一回吐いたらもう出し切ったと思ったのと、脱水症状になるのは良くないと思ったため、リビングで麦茶を飲んだ(ちょうど我が家にはスポドリも経口補水液もなく、よりミネラルが含まれているのは鶴瓶の麦茶だろうと思ったため)。しかし後から知ったことだが、吐いた後はうがいをするのみでしばらく絶飲食の方がいいそうだ。案の定また吐いた。今度はトイレに行く余裕があったので汚さなかったが、さすがにふらふらだった。胃酸のにおいって、なんでこんなに不快なんだと思った。ちょっと貧血っぽくもなっていたのかもしれない。結局そのまま1時間半ほどぼんやりし、4時ごろに寝た。

〈1月25日〉

早朝、ポケモンスリープのアラームが、元気な時の私が設定した時刻をお知らせしてくれた。起きても何も食べられる気がせず、またかなり余裕を持った時間にアラームをかけていたため、ふらふらのろのろと顔を洗い、ぼーっとし、着替え、ぼーっとして、最後の荷づくりをした。着ようと思っていた服は、もし旅行中に吐いて汚して廃棄……となった場合あまりにもつらすぎるため、スーツケースに詰めてホテルで観劇直前に着替えることにした。髪を整える余裕すらなく、髪が変な方向にビヨンビヨンはねていて、すっぴんの上顔色も悪く、毛玉だらけのスウェットにジーパンの出で立ち。とてもこれから文化の中心地TOKYOに観光に行く人間とは思えない。
朝になって嘔吐は収まったが、今度は腹を下すようになった。ただ、私は常日頃から特に何もなくてもお腹を下しているような人間である。褒められることではないが、いつもの感じと言えばいつもの感じなので少し安心した。安心するところではない。ただ、下痢以外に発熱などの諸症状はないためその点は安心である。嘔吐が収まったので他人に迷惑をかけることもないだろう。

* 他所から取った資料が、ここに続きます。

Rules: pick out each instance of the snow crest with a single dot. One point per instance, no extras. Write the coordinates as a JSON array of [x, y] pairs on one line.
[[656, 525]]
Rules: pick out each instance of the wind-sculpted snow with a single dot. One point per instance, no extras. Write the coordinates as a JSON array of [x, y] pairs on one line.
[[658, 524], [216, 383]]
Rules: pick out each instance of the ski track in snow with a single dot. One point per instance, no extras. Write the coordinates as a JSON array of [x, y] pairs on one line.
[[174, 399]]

なんとか広島空港へ到着する。しかし出発便まで時間があり、そして座った状態でそれまで待つのはだいぶつらかった。長椅子に横になろうかと思ったが、外聞が悪すぎるし座面は板なのでシンプルに痛い。一縷の望みをかけて、案内所の人に横になれる場所はないかと聞いたところ、ベッドのある休養室を案内してもらった。少しでも布団で横になれる環境はとてもありがたかった。
ただ、このあたりから、水分をとればすぐにそれが水様便として出てくるようになった。嘔吐にしても下痢にしても、脱水が一番怖いので、下した直後にポカリを一口飲んでいたが、その直後に水様便として出てくる。水あたりというらしい。
Twitter(自称X)で、優しいフォロワーから体調を心配するメッセージが入っていた。本当に嬉しかった。「東京も寒いのでお気をつけて……」と書いてあったが、標高が国内第3位の広島空港に比べれば東京は南国である。ちなみにその時の外気温は体感マイナス5度くらいあった。天気予報を調べ、東京の最高気温:11度の文字を見てちょっとふふっとなった。

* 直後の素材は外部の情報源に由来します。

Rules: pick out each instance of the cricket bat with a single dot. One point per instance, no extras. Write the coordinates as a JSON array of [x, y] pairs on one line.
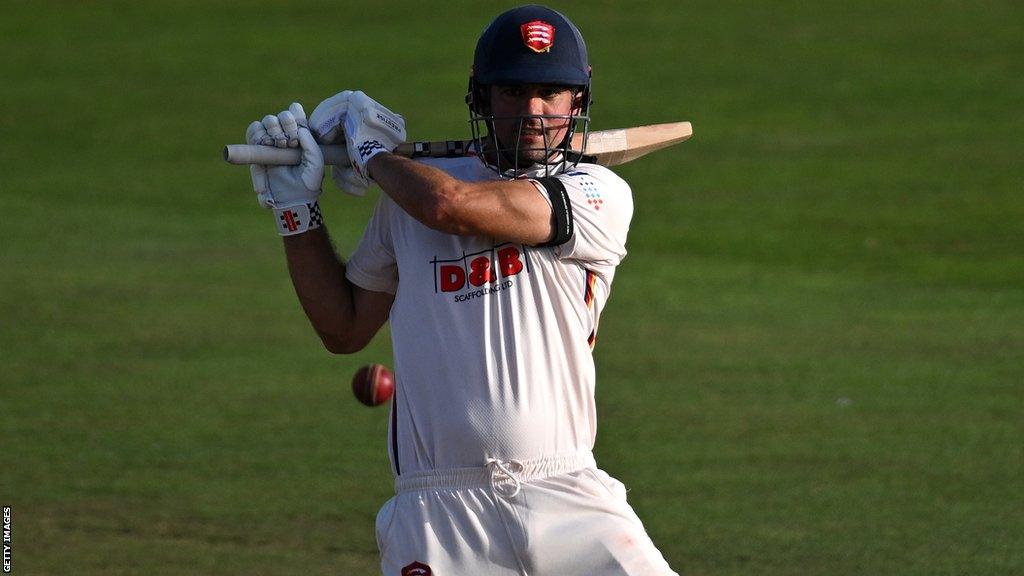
[[607, 148]]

少し休ませてもらい、いよいよ出発である。身の回り品のカバンに飲みかけのポカリを入れていたため、他のものと別で検査をされていた。無事、異常なしと証明されたポカリは、堂々とした面持ちで私の元に帰ってきた。
先日の飛行機事故を受け、なるべく非常口近くの通路側をと思って席を取ったのが功を奏した。機内最後方のため、トイレも近く、またCAさんの待機場所とも近い。安心感がすごかった。
機内でも、ポカリを少し飲んでは下し、飲んでは下しを繰り返していた。トイレに行くたび顔がやつれているのが自分でもわかった。CAさんに体調が悪いですと言おうかと思ったが、言ったところで何にもならないなと思ったので耐えた。何しろ自分自身がどうすればいいのかわからないので。とりあえずポカリを飲むのをやめた。
着陸にあたり、10分ほど揺れた。10分揺れたと思ったが、もっと長かったような気もするし、もしかしたら10分どころではなく3分だったのかもしれない。私としては長い時間だった。上にふわっと浮き、急にふわっと沈むのを繰り返す。ジェットコースターの小さな起伏を小出しにされている感じだ。私は元気だったらこういうのが大好きなのでいくらでもはしゃいでいられたが、元気ではないので全くそういう気分にはならない。シンプルに死ぬ!と思った。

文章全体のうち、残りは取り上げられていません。